One of the many decisions facing new mothers today is whether they should breast-feed or bottle-feed their child.  One advantage of breast-feeding scientists only recently began investigating is a reduction in stress.  Researchers have found some evidence that a mother’s stress level is lowered as she breast-feeds her child.  The problem with this research, however, is that it has not controlled for other factors that may be responsible for the relationship between breast-feeding and stress reduction.  For example, perhaps women who choose to bottle-feed are also more prone to be anxious or stressed, which limits their production of breast milk and forces them to choose bottle-feeding.  In this case, how easily the woman becomes anxious, instead of the fact she doesn’t breast-feed, is what causes her more stress.  To help determine whether breast-feeding really does cause a reduction in stress, researchers from Columbia University and State University of New York at Stony Brook conducted an experiment.
What was the research about?
The experiment involved 28 mothers who were both breast-feeding and bottle-feeding when they were recruited for the study.  The experiment consisted of 2 sessions that were scheduled one week apart.  The first session began with each mother completing a questionnaire that measured the positive and negative aspects of her current mood.  Afterwards she rested for 10 minutes and then either breast-fed or bottle-fed her child.  After feeding her child she rested for another 10 minutes and then completed the same questionnaire as before.  After 1 week each mother returned for the second experimental session.  The procedure for the second session was identical to the first session except this time each mother fed her child in the opposite way.  So if a mother breast-fed her child during the first session, she bottle-fed her child during the second session and vice-versa.  Conducting the experiment this way allowed the experimenters to control for the influence of other factors that may have affected the results.
The results indicated that when a mother breast-fed her child, the negative aspects of her mood decreased while the positive aspects remained the same.  Thus, breast-feeding reduced stress by reducing negative mood but did not actually increase positive mood.  Based on the way this experiment was conducted, the act of breast-feeding, rather than some other aspect, appears to be the cause of stress reduction in mothers who breast-feed.

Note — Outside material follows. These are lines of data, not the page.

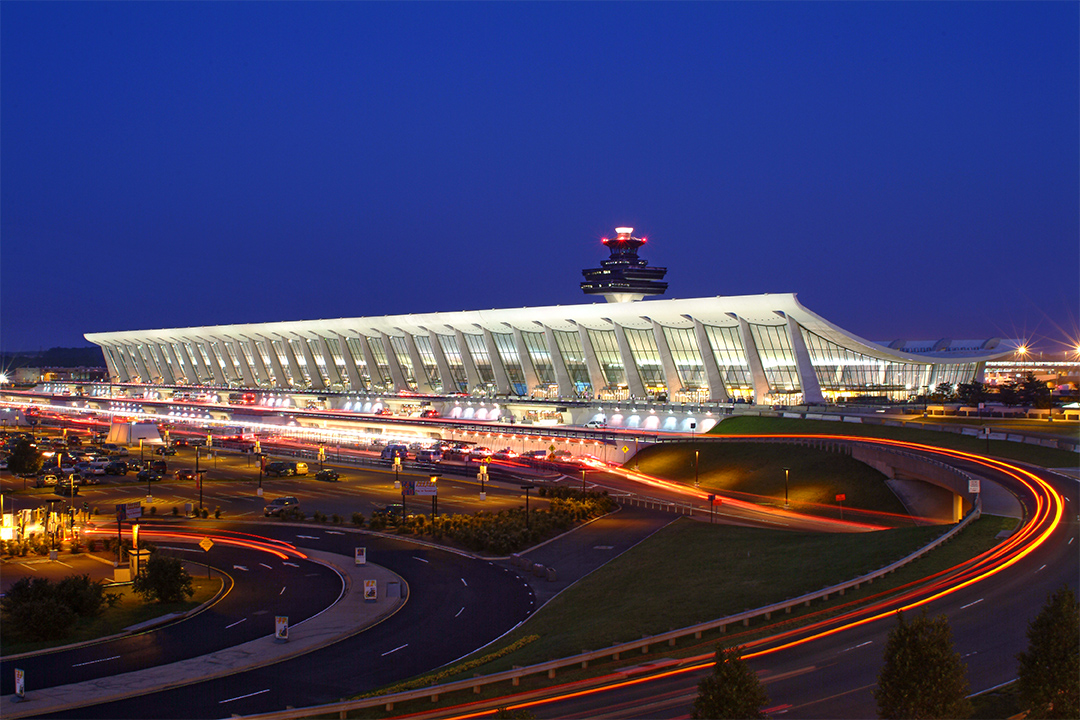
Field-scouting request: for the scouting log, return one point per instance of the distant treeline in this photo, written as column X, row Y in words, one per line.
column 55, row 357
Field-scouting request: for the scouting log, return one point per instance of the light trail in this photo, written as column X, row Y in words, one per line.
column 1042, row 521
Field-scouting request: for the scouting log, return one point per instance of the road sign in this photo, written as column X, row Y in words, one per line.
column 129, row 511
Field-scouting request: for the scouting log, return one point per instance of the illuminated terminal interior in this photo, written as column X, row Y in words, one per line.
column 764, row 349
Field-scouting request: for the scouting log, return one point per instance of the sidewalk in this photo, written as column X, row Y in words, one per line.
column 348, row 616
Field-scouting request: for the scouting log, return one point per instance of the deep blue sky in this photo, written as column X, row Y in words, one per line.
column 909, row 168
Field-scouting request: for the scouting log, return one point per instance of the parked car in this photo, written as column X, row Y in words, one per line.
column 278, row 504
column 285, row 469
column 66, row 488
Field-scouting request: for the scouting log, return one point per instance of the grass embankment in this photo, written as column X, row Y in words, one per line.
column 691, row 572
column 131, row 610
column 1020, row 451
column 755, row 472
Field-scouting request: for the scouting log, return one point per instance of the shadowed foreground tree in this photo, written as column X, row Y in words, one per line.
column 1050, row 670
column 922, row 676
column 163, row 580
column 731, row 691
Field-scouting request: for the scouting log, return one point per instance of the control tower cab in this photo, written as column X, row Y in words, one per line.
column 624, row 276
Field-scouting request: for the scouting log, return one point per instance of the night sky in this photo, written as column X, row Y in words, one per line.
column 910, row 170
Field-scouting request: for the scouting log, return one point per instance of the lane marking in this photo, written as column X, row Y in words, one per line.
column 91, row 662
column 223, row 702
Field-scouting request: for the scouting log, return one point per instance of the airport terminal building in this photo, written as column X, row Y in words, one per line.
column 764, row 349
column 767, row 349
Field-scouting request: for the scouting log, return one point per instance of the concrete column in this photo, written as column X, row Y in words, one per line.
column 449, row 384
column 808, row 378
column 328, row 361
column 258, row 366
column 471, row 375
column 562, row 375
column 629, row 363
column 528, row 369
column 281, row 380
column 596, row 378
column 309, row 358
column 498, row 368
column 294, row 364
column 756, row 370
column 373, row 366
column 162, row 360
column 396, row 374
column 671, row 372
column 422, row 383
column 355, row 382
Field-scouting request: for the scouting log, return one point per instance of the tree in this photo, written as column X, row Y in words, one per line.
column 24, row 459
column 731, row 691
column 922, row 676
column 163, row 580
column 1050, row 669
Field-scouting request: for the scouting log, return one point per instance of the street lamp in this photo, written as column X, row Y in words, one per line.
column 527, row 488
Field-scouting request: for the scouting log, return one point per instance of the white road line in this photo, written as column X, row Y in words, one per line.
column 223, row 702
column 91, row 662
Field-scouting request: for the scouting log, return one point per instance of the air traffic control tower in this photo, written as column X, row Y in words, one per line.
column 624, row 276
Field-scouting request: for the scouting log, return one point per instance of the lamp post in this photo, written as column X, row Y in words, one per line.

Why should it matter to me?
If breast-feeding reduces stress, this is an important consideration when a woman is deciding whether or not to breast-feed her child.  Given that women are somewhat more vulnerable to psychological disorders immediately following childbirth (e.g., postpartum depression), the stress-reduction role of breast-feeding may help buffer this risk.  Even without considering psychological disorders, the time after childbirth is a time of great change and increased stress.  Mothers, especially first time mothers, can use breast-feeding as an opportunity to help reduce their stress.